WorkingWithKids - 7-Dec-16 @ 11:52 AM
Hi I recently retired at the age of 64 for health reasons,(bad back) I now have a lot of time on my hands I'm keen to get back out there & do some voluntary work,just a few hrs here & there I'm healthy,have a young thinking mind,& keep active. For 18 yrs I've worked in school& colleges,with young adults any ideas ?
Ann - 6-Dec-16 @ 6:16 PM
Martina - Your Question:
Hello,I search a volunteer teaching-placement for Oktober. It needs to be 2 hours per week in a school.Can you help, please?Best wishesMartina

Our Response:
Please see Do-It link here which should help you further.

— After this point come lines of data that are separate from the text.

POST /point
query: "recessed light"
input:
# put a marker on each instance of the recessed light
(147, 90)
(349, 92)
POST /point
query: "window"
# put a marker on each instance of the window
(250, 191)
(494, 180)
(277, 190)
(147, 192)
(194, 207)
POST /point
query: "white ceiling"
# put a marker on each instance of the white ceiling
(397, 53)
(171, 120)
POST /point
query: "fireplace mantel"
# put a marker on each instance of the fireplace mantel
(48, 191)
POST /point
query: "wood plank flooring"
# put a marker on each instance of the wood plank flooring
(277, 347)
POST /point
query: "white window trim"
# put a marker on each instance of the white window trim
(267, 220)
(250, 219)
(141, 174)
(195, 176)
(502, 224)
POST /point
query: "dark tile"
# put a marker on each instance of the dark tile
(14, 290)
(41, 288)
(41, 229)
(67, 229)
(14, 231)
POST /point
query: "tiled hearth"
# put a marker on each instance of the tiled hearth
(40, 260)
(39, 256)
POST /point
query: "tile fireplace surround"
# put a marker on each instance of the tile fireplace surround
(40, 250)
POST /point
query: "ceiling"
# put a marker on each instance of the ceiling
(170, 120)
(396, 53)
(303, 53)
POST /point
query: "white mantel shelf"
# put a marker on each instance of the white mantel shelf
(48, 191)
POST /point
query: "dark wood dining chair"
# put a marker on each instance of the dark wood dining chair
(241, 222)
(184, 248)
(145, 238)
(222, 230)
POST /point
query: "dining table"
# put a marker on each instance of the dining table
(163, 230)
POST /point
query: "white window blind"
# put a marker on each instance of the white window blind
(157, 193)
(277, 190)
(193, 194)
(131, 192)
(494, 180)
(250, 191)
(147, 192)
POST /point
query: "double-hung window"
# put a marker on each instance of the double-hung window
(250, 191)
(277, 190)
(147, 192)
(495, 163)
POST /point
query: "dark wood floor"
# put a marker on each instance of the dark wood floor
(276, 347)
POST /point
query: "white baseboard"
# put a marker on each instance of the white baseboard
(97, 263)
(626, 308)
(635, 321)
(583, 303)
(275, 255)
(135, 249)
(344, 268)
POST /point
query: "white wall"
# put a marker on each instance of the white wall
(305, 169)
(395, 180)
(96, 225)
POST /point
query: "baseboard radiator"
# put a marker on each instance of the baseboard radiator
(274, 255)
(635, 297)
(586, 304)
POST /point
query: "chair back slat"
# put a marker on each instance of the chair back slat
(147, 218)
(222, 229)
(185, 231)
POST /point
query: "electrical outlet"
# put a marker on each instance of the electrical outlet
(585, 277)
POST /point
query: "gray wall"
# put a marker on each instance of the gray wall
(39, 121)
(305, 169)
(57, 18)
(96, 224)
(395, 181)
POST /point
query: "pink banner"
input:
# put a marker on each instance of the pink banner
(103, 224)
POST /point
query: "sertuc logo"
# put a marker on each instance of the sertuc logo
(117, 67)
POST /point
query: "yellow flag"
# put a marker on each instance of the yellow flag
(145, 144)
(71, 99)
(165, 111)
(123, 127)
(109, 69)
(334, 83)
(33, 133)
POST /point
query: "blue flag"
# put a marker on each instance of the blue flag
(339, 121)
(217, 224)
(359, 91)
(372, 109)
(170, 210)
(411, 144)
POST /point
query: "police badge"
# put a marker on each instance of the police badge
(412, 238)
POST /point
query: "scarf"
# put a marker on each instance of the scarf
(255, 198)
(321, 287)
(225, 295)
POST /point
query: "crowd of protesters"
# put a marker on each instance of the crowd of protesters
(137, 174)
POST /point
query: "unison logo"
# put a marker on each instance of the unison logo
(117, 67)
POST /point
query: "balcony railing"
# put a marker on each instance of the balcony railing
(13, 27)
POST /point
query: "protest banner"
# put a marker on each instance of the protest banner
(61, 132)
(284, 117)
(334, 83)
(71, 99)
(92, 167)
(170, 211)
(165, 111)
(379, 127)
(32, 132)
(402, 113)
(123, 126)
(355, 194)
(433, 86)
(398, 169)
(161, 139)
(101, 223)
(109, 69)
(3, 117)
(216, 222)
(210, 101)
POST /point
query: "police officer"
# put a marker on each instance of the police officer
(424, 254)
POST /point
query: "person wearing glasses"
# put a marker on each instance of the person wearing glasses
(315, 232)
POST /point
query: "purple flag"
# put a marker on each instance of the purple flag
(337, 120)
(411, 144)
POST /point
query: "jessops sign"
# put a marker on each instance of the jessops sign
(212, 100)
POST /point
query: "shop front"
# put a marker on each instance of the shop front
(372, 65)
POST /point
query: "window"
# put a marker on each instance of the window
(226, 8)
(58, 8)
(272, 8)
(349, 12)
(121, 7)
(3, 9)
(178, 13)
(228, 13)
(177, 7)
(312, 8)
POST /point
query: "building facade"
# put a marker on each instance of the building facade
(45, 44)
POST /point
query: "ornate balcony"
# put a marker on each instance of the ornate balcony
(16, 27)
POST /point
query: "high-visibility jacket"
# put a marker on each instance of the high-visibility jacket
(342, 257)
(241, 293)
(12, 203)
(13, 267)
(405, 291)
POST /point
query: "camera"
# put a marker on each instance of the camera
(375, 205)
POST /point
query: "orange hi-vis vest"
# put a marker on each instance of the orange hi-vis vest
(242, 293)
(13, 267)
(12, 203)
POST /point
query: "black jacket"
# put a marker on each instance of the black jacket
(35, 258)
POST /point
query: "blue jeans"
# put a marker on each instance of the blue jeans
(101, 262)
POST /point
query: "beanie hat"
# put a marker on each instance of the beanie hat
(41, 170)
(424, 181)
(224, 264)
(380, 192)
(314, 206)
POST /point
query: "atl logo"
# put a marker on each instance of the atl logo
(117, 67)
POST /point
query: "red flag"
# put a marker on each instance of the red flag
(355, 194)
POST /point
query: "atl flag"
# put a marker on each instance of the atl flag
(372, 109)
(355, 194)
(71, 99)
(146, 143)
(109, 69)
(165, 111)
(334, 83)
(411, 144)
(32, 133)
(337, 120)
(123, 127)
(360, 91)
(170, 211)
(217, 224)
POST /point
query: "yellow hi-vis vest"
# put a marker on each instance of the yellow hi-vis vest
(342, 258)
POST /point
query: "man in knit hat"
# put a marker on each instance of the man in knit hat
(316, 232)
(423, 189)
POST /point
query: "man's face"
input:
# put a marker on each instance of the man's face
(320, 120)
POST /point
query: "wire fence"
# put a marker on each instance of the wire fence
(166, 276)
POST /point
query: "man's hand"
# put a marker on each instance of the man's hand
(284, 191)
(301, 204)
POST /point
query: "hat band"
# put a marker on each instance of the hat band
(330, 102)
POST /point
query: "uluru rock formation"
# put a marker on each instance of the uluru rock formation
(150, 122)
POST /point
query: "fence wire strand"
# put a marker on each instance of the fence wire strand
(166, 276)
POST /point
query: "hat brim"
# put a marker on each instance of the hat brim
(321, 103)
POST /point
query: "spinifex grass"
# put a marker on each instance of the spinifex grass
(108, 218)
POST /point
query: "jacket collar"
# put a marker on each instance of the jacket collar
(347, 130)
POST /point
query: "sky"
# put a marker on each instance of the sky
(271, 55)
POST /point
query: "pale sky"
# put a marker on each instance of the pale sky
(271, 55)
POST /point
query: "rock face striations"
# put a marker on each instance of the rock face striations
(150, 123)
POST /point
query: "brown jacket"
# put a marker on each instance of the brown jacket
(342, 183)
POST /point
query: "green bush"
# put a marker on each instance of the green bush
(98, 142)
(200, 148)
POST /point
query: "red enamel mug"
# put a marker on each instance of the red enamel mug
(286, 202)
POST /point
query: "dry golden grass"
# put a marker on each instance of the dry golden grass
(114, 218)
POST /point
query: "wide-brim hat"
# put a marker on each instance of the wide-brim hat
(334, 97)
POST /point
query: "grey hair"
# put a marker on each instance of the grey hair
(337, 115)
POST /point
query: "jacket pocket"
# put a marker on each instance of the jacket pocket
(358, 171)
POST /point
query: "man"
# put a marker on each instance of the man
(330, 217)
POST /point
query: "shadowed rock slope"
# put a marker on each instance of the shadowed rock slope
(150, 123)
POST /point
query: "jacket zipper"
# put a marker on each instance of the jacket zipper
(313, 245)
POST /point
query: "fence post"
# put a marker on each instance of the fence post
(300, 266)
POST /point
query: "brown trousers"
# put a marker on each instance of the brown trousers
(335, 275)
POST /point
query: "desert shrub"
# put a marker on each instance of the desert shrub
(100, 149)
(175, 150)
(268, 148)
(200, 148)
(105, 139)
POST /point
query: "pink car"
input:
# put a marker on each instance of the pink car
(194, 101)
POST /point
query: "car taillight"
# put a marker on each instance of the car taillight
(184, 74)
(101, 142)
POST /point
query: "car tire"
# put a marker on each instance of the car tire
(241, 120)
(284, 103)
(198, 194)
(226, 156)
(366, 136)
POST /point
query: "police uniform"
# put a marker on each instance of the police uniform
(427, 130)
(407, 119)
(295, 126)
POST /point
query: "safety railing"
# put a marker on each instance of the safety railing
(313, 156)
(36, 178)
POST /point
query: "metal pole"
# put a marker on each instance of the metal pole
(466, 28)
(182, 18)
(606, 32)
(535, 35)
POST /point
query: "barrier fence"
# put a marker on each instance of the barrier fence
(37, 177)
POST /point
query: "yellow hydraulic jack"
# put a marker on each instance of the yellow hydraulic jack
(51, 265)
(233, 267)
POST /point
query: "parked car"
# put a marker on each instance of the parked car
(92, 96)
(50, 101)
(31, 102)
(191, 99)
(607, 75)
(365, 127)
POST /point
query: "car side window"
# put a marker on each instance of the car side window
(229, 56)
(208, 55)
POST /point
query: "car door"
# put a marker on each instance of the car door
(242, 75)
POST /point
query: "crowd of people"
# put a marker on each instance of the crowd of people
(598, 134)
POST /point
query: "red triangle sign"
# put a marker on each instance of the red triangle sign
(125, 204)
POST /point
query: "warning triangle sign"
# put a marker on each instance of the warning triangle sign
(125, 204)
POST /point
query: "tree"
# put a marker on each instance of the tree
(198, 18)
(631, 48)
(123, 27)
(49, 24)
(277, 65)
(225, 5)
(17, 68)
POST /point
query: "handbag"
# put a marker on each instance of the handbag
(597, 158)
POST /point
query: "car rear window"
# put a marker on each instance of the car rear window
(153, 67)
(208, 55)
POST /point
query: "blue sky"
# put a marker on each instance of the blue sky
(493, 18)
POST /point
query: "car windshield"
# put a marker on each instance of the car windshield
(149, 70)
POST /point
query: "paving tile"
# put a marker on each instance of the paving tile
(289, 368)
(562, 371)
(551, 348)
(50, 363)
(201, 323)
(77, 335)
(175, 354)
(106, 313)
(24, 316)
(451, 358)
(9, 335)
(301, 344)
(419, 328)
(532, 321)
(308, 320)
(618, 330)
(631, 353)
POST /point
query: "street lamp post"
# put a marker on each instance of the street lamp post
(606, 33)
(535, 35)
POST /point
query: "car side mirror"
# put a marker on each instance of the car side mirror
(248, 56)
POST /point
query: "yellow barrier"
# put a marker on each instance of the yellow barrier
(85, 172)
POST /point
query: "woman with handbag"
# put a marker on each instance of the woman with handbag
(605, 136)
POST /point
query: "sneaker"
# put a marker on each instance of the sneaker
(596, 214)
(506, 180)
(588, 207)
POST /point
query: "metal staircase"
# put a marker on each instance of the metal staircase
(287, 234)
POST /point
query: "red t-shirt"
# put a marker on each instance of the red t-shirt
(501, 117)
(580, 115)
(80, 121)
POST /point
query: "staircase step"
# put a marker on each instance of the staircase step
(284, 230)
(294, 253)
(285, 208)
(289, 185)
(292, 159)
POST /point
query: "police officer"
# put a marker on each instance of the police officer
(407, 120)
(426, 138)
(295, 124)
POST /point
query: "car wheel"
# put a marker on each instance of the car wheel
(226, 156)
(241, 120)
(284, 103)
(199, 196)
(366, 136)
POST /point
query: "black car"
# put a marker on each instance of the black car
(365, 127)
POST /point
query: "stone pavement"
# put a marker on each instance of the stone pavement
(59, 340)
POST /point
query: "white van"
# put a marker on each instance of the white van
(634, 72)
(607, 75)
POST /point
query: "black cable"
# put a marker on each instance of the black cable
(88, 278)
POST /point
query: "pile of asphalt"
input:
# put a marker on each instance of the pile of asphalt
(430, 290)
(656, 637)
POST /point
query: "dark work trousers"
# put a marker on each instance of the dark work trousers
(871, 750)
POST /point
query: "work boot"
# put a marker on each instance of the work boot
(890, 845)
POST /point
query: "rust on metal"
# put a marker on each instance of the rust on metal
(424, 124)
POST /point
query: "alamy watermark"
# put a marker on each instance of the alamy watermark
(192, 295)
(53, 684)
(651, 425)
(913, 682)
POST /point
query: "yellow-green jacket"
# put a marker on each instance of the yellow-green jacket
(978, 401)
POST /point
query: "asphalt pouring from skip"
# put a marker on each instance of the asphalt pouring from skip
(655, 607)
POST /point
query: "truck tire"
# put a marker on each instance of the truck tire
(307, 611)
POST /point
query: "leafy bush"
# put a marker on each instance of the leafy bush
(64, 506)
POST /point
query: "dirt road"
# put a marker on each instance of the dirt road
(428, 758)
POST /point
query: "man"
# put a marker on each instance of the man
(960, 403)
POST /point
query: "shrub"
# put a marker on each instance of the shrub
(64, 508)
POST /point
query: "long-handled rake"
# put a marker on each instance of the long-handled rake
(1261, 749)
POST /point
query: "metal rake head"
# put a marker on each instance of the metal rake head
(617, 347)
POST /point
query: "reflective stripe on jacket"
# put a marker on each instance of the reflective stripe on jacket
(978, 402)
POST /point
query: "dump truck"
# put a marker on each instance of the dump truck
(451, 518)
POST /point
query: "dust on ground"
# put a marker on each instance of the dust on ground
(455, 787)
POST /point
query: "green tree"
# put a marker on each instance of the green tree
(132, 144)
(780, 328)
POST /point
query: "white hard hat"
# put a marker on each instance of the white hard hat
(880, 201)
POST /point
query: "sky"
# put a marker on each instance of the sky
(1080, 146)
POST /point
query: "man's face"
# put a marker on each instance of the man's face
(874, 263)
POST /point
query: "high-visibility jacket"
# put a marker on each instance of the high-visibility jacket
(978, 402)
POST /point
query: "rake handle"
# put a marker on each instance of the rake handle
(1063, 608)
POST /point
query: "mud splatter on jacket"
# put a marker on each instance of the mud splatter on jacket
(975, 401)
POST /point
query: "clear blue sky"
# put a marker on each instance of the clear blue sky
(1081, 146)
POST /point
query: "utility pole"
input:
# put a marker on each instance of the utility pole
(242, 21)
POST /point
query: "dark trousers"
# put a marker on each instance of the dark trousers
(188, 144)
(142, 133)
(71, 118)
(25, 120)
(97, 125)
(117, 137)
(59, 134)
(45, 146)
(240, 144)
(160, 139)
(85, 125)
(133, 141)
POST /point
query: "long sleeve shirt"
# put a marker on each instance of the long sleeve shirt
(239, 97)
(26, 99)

WorkingWithKids - 25-May-16 @ 12:49 PM
Hello, I search a volunteer teaching-placement for Oktober. It needs to be 2 hours per week in a school. Can you help, please? Best wishes Martina
Martina - 24-May-16 @ 8:26 PM
Please send me some information on fostering a child Many thanks Suzi
Suzi - 24-Sep-14 @ 1:50 PM
After recovering from a severe illness over the last two years, I am now recovered and have taken early retirement. I am 57 and my husband is 61. We have four great grown up children and feel we have a lot to offer. Would be very interested to hear more if we fall into the right categories
Chrissy - 7-Jan-12 @ 2:55 AM
I would like to foster a child as I don't have any children of my own but I often look after my nieces who are not physically able. I believe that all children should be treated fairly and with respect. I would really like to foster a child, to give them what they really need and deserve.